An ASPE White Paper in Partnership with the Administration for Children and Families (ACF)
Ensuring children are in safe environments that promote health and development is a top priority of families, state and local regulators, the federal government, and national professional organizations that accredit early care and education programs (ECE). This white paper examines monitoring across ECE settings and considers lessons learned from analogous sectors of child welfare and health. This work synthesizes information we gathered through a review of the literature, state policy scan, and key informant discussions with state administrators, expert researchers on health and safety policy, and federal officials.
Although professional organizations in partnership with federal agencies developed national guidelines for health and safety, there is wide variation in state and local regulations around the minimum health and safety requirements for children in care. Areas of regulatory variation include:
- Thresholds for the number of children in licensed care at ECE facilities located in family child care homes (FCCs);
- The comprehensiveness of background checks for ECE provider staff and individuals residing at family child care homes; and
- The frequency of monitoring visits.
This paper examines existing practices in a range of ECE programs (Head Start, Child Care, Child and Adult Food Care Program) and discusses how they are evolving in ways that create opportunities for better alignment. We also offer promising practices from researchers and states that have previously implemented more stringent health and safety regulations for ECE providers.

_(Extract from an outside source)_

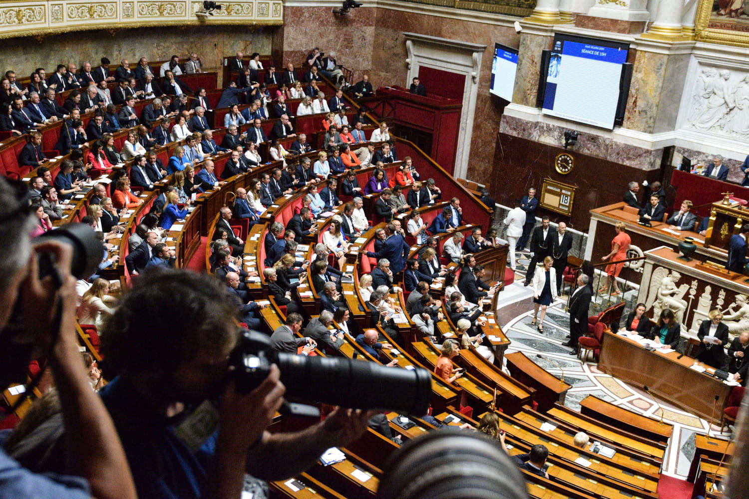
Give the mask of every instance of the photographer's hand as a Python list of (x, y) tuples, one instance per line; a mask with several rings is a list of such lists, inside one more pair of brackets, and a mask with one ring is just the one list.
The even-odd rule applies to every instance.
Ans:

Options for monitoring across ECE settings include:
- Monitoring policies and procedures could be aligned across funding streams, and grounded in a universal set of health, safety, and performance standards that are research-based and endorsed by professional organizations.
- After further validation by the research community, differential monitoring could be piloted and implemented to help states target technical assistance and monitoring resources to the ECE providers most at-risk for providing unsafe learning environments.
- Third party accreditation and credentialing by national organizations could be expanded. This strategy is widely used in analogous sectors.
- For ECE programs that are also federal grantees subject to monitoring, federal and state agencies could share any negative findings, or instances of non-compliance.
- Federal and state agencies could partner to increase understanding among the community of providers that the larger purpose of monitoring is to keep children, families, and staff safe.